The rescue and conversion drama of the foundational narrative continues: “The postwar foundational narrative’s power has been constantly challenged by the ever changing power dynamics of the two countries, and to each challenge, the narrative responds with its basic theme of the popular representations of the two countries’ relations – rescue and conversion” (Igarashi, p. 43), and the series Heroes is no exception. Although the relationship between Japan and the United States has changed drastically again and again over the course of the past fifty years, the narrative always responds in the same way, as the United States is able to save the Japanese from their own society and convert them to a “better” way. The United States rescues the weak and ineffectual Hiro from his mind-numbing job, and makes him a “real” hero by converting him to neoliberalism, and he in turn manages to spread these liberatory values to others, such as his sister and father, who he manages to break just a little bit from the stricture of Japanese beliefs. While just as steeped in a cultural context as Japan is thought to be, the depiction of Japan in this series seems to stealthily suggest that American-style neoliberalistic values are somehow innately superior to the cultural values of the Japanese, as Hiro moves away from his former monotonous life and becomes a “true” hero.
This new foundational narrative is acted out through the portrayal of the monotony and futility of daily existence in Japan, the weak and pathetic portrayal of Japanese men in comparison to both American men and women, and in the suffocating social obligations of the company-as-family ethos. By choosing to be unique and different in the face of these social pressures, Hiro gains the sympathies of the audience and continues the drama of rescue and conversion which first appeared in the immediate aftermath of WWII and the defeat of Japan. As Japan and the United States continue their close association into the future, this foundational narrative will surely shift again to better reflect this relationship, and will give us a new glimpse into the subconscious play of power occurring on the international stage.
Heroes. Created by Tim Kring. NBC, 2006-present.
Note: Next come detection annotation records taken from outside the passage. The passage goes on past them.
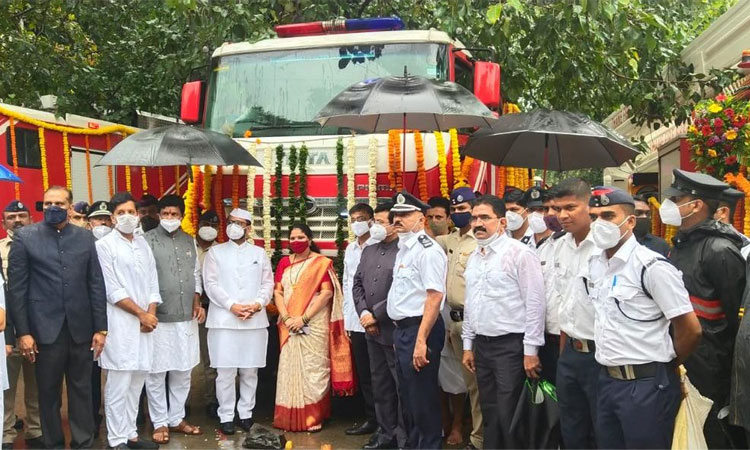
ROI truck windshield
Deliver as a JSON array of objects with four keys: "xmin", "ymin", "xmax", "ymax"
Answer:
[{"xmin": 206, "ymin": 43, "xmax": 448, "ymax": 137}]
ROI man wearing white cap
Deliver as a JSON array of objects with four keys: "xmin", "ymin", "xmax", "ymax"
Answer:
[{"xmin": 203, "ymin": 208, "xmax": 274, "ymax": 434}]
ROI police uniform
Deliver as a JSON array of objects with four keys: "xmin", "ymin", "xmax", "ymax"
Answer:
[
  {"xmin": 582, "ymin": 188, "xmax": 693, "ymax": 448},
  {"xmin": 387, "ymin": 191, "xmax": 447, "ymax": 449},
  {"xmin": 664, "ymin": 169, "xmax": 745, "ymax": 448},
  {"xmin": 436, "ymin": 187, "xmax": 483, "ymax": 448}
]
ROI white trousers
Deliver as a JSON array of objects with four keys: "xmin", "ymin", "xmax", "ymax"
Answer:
[
  {"xmin": 146, "ymin": 370, "xmax": 192, "ymax": 428},
  {"xmin": 104, "ymin": 370, "xmax": 148, "ymax": 447},
  {"xmin": 216, "ymin": 368, "xmax": 258, "ymax": 423}
]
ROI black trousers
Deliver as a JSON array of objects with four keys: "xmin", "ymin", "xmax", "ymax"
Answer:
[
  {"xmin": 474, "ymin": 333, "xmax": 526, "ymax": 448},
  {"xmin": 367, "ymin": 339, "xmax": 406, "ymax": 448},
  {"xmin": 393, "ymin": 317, "xmax": 445, "ymax": 449},
  {"xmin": 557, "ymin": 339, "xmax": 601, "ymax": 448},
  {"xmin": 36, "ymin": 322, "xmax": 94, "ymax": 448},
  {"xmin": 349, "ymin": 331, "xmax": 375, "ymax": 420},
  {"xmin": 596, "ymin": 364, "xmax": 681, "ymax": 449}
]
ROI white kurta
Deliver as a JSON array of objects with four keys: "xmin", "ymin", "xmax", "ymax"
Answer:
[
  {"xmin": 96, "ymin": 230, "xmax": 161, "ymax": 371},
  {"xmin": 203, "ymin": 241, "xmax": 274, "ymax": 368}
]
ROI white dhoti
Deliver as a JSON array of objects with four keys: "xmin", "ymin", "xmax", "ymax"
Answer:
[{"xmin": 104, "ymin": 370, "xmax": 148, "ymax": 447}]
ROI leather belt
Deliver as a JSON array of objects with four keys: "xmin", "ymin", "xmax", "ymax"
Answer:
[
  {"xmin": 568, "ymin": 337, "xmax": 596, "ymax": 353},
  {"xmin": 393, "ymin": 316, "xmax": 422, "ymax": 328},
  {"xmin": 605, "ymin": 362, "xmax": 664, "ymax": 381},
  {"xmin": 450, "ymin": 309, "xmax": 464, "ymax": 322}
]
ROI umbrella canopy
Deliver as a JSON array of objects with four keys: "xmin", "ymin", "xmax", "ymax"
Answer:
[
  {"xmin": 465, "ymin": 109, "xmax": 639, "ymax": 171},
  {"xmin": 0, "ymin": 164, "xmax": 23, "ymax": 183},
  {"xmin": 97, "ymin": 125, "xmax": 262, "ymax": 167},
  {"xmin": 314, "ymin": 76, "xmax": 496, "ymax": 133}
]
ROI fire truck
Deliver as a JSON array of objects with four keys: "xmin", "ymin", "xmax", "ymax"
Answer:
[{"xmin": 180, "ymin": 17, "xmax": 501, "ymax": 249}]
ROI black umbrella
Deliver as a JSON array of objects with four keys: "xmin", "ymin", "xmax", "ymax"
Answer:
[
  {"xmin": 313, "ymin": 68, "xmax": 497, "ymax": 171},
  {"xmin": 465, "ymin": 109, "xmax": 639, "ymax": 178},
  {"xmin": 97, "ymin": 125, "xmax": 262, "ymax": 167}
]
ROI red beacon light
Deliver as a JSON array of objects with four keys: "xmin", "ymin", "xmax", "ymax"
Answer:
[{"xmin": 274, "ymin": 16, "xmax": 405, "ymax": 37}]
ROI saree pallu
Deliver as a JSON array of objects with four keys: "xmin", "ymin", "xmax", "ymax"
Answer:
[{"xmin": 273, "ymin": 255, "xmax": 355, "ymax": 431}]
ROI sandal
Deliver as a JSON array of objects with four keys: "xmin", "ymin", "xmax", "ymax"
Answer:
[
  {"xmin": 151, "ymin": 427, "xmax": 169, "ymax": 445},
  {"xmin": 169, "ymin": 420, "xmax": 203, "ymax": 436}
]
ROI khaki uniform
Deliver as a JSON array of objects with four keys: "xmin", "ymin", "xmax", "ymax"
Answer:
[{"xmin": 436, "ymin": 229, "xmax": 483, "ymax": 448}]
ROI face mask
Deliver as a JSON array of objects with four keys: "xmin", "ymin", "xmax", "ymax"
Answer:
[
  {"xmin": 198, "ymin": 227, "xmax": 219, "ymax": 242},
  {"xmin": 591, "ymin": 216, "xmax": 630, "ymax": 250},
  {"xmin": 429, "ymin": 221, "xmax": 448, "ymax": 236},
  {"xmin": 289, "ymin": 240, "xmax": 310, "ymax": 255},
  {"xmin": 351, "ymin": 222, "xmax": 370, "ymax": 237},
  {"xmin": 633, "ymin": 217, "xmax": 651, "ymax": 239},
  {"xmin": 505, "ymin": 211, "xmax": 526, "ymax": 231},
  {"xmin": 659, "ymin": 199, "xmax": 697, "ymax": 227},
  {"xmin": 227, "ymin": 223, "xmax": 245, "ymax": 241},
  {"xmin": 159, "ymin": 219, "xmax": 182, "ymax": 233},
  {"xmin": 370, "ymin": 223, "xmax": 388, "ymax": 242},
  {"xmin": 451, "ymin": 212, "xmax": 471, "ymax": 228},
  {"xmin": 529, "ymin": 212, "xmax": 547, "ymax": 234},
  {"xmin": 44, "ymin": 205, "xmax": 68, "ymax": 226},
  {"xmin": 544, "ymin": 216, "xmax": 562, "ymax": 233},
  {"xmin": 115, "ymin": 214, "xmax": 138, "ymax": 234},
  {"xmin": 91, "ymin": 225, "xmax": 112, "ymax": 240}
]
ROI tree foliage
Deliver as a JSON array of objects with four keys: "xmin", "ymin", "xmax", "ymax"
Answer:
[{"xmin": 0, "ymin": 0, "xmax": 736, "ymax": 123}]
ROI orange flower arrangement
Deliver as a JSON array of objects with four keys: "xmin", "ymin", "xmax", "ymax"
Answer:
[{"xmin": 414, "ymin": 130, "xmax": 429, "ymax": 202}]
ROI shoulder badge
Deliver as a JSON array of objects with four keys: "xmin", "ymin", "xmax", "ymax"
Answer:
[{"xmin": 417, "ymin": 234, "xmax": 434, "ymax": 248}]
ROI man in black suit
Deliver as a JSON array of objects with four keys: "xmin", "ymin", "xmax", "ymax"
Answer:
[
  {"xmin": 352, "ymin": 205, "xmax": 406, "ymax": 449},
  {"xmin": 8, "ymin": 186, "xmax": 107, "ymax": 448}
]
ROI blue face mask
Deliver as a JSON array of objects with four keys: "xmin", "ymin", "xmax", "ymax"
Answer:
[
  {"xmin": 451, "ymin": 212, "xmax": 471, "ymax": 228},
  {"xmin": 44, "ymin": 205, "xmax": 68, "ymax": 226}
]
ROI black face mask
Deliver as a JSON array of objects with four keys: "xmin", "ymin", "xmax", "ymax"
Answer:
[
  {"xmin": 633, "ymin": 217, "xmax": 651, "ymax": 239},
  {"xmin": 141, "ymin": 216, "xmax": 159, "ymax": 233}
]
Igarashi, Yoshikuni. Bodies of Memory: Narratives of War in Postwar Japanese Culture, 1945-1970. Princeton: Princeton University Press, 2000.
Kondo, Dorinne. About Face: Performing Race in Fashion and Theatre. New York: Routledge, 1997.
Kondo, Dorinne. Crafting Selves: Power, Gender, and Discourses of Identity in a Japanese Workplace. Chicago: University of Chicago Press, 1990.
Louie, Kam and Morris Low, eds. Asian Masculinities: The Meaning and Practice of Manhood in China and Japan. London: Routledge Curzon, 2003.
West, Russell and Frank Lay, eds. Subverting Masculinity: Hegemonic and Alternative Versions of Masculinity in Contemporary Culture. Amsterdam: Editions Rodopi B. V., 2000.
Yoda, Tomiko and Harry Harootunian, eds. Japan after Japan: Social and Cultural Life from the Recessionary 1990s to the Present. Durham: Duke University Press, 2006.